Istilah “baik” sering digunakan dalam etika dan perlu dijelaskan. Istilah baik menunjuk kepada yang mempunyai kualitas yang diinginkan, memuaskan sesuatu hajat dan bernilai untuk manusia. Pernyataan ini sesuai dengan etika yang didasarkan atas nilai dan yang menjadikan kebaikan sebagai konsep etika pusat. Teori-teori teleologi menopang pandangan bahwa tindakan yang benar harus memberi derma kepada kebaikan insan dan dunia.
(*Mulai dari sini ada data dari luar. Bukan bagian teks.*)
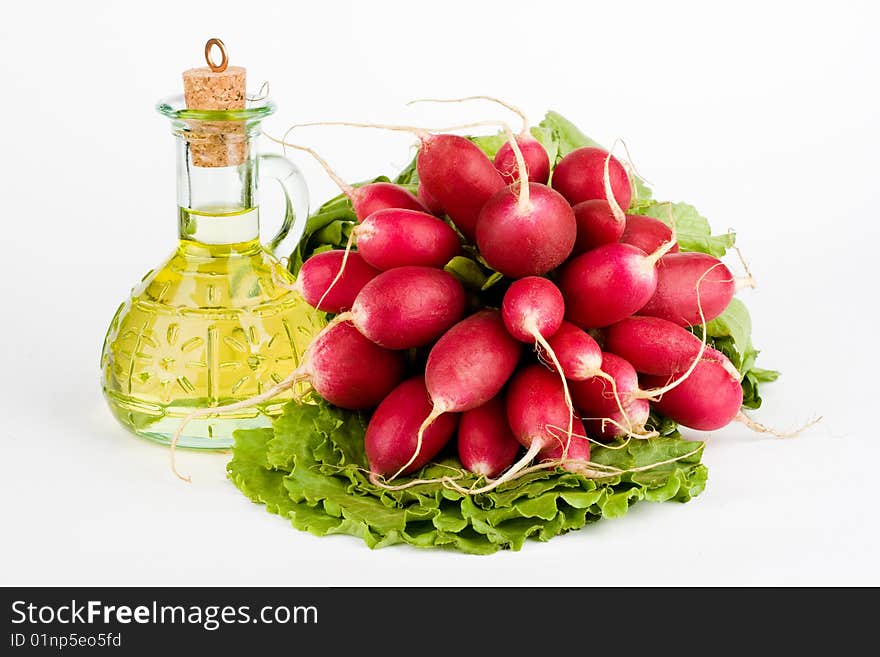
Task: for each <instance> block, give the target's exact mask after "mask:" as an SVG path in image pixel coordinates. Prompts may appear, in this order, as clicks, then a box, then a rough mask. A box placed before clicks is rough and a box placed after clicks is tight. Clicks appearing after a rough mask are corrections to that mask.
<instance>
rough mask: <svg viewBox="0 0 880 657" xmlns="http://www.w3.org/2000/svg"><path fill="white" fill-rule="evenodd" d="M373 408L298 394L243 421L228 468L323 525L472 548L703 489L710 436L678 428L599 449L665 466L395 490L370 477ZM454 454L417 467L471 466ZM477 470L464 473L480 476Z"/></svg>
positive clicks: (322, 526) (396, 539) (640, 460)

Sedangkan kebahagiaan, Bothius memperlihatkan defenisi, yakni suatu keadaan yang menciptakan tepat dengan terkumpulnya seluruh kebaikan (a state made perfect by the aggregate of all good things). Thomas Aquinas memberi defenisi berbeda. Ia berkata bahwa kebahagiaan yakni suatu kebaikan tepat yang meninabobokkan seluruh cita-cita nafsu (the perfect good with lulls the appetite altogether).
Dengan menyimak pernyataan diatas maka sanggup diambil suatu pengertian bahwa kebahagiaan yakni cita-cita yang terpuaskan lantaran disadari mempunyai sesuatu yang baik. Seseorang itu senang sempurna, lantaran ia secara utuh mempunyai yang baik yang sempurna. Kebahagiaan tepat itu tiba dari hal yang sepenuhnya memuaskan segala cita-cita kita.
Adapun yang dimaksud dengan kesenangan hidup berdasarkan Plato, bukanlah memuaskan hawa nafsu didunia ini. kesenangan hidup diperoleh dengan pengetahuan yang tepat ihwal barang-barang yang dituju. Dibawah pandangan gres kebaikan orang harus mencapai terlaksananya keadilan dalam pergaulan hidup. Baik tidaklah berarti tidak berbuat tidak adil. Mereka yang berbuat adil lebih celaka dari mererka yang merugikan karenanya.
Alat untuk mencapai kebahagiaan berdasarkan Aristoteles yakni rasio. Menurutnya, kebaikan tertinggi sanggup dicapai dalam kesendirian dan renungan pikiran (kontemplatif). Kebaikan tertinggi itu yakni keutamaan tertinggi lantaran ia berafiliasi dengan akal. Kalau nalar telah terlatih akan dapatlah nalar itu memberi arah kepada kehidupan sehingga mencapai keunggulan dan oleh alasannya yakni itu pula kebahagiaan sanggup dicapai. Inilah arti bahwasanya dari perwujudan dari hakikat insan itu sendiri. Kebajikan intelektual bagi Aristoteles tinggi nilainya lantaran dasarnya yakni pengetahuan ihwal prinsip-prinsip etis, sedangkan kebajikan etis yang menguasai perasaan yang dalam yakni hasil dari cara hidup yang baik dengan jalan pembetukan kebiasaan berpikir, berkemauan dan berbuat baik secara sadar. Tidak ada kebahagiaan dalam kegembiraan yang tidak bernilai baik. Karena kebahagiaan itu identik dengan kebaikan. Karena kebaikan terkandung menyatu dalam kebahagiaan.